Gottlieb also said that she does not know of any Catholic universities that ban ROTC on campus.
According to a 2010 New York Times article written by Diane Mazur, the Solomon Amendment prohibits colleges from banning ROTC on campus. The law was passed in 1994.
While Ivy League schools were believed to have banned ROTC during the Vietnam War and later because of the “don’t ask, don’t tell” policy, Mazur found no research showing that the schools actually prohibited ROTC on their campus.
Lt. Col. Trinidad Gonzalez Jr. said that he believes that the values of the U.S. Army and Catholicism are one in the same.
“The Army has values that are very reciprocal to the Catholic values,” Gonzalez said. “There really is no difference, in my opinion.”
Second Lt. Brother Andrew James, Seton Hall’s ROTC chaplain, said that some American values go hand in hand with Catholic values.
“Patriotism is a virtue that popes have long talked about as being a moral obligation by the natural law,” he said. “So the natural law is this philosophical foundation upon which the Church builds and patriotism is this obligation that we have, falling in between them, falling under love of neighbor, in between love of family and love of mankind, even love of country.”
Cadet Joe Donato said that the Catholic mission and ROTC go together like “peanut butter and jelly.”

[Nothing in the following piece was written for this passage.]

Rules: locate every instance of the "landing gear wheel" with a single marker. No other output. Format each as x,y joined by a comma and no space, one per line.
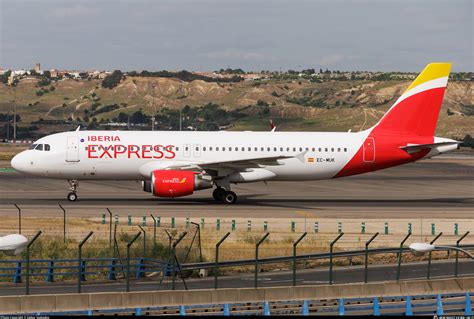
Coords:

“Those values that hold up the Catholic Church and support the Catholic Church also support the Army and hold up the mission of the Army,” Donato said.
According to Gonzalez, the Army has patron saints dedicated to different functions of the military including engineering and airborne.
Cadet Ethan Baptist said that Catholicism shares the same roots with the military.
“Catholic religion is based a lot on family, and so is the Army and so is ROTC, especially (at Seton Hall), we’re one giant family,” Baptist said.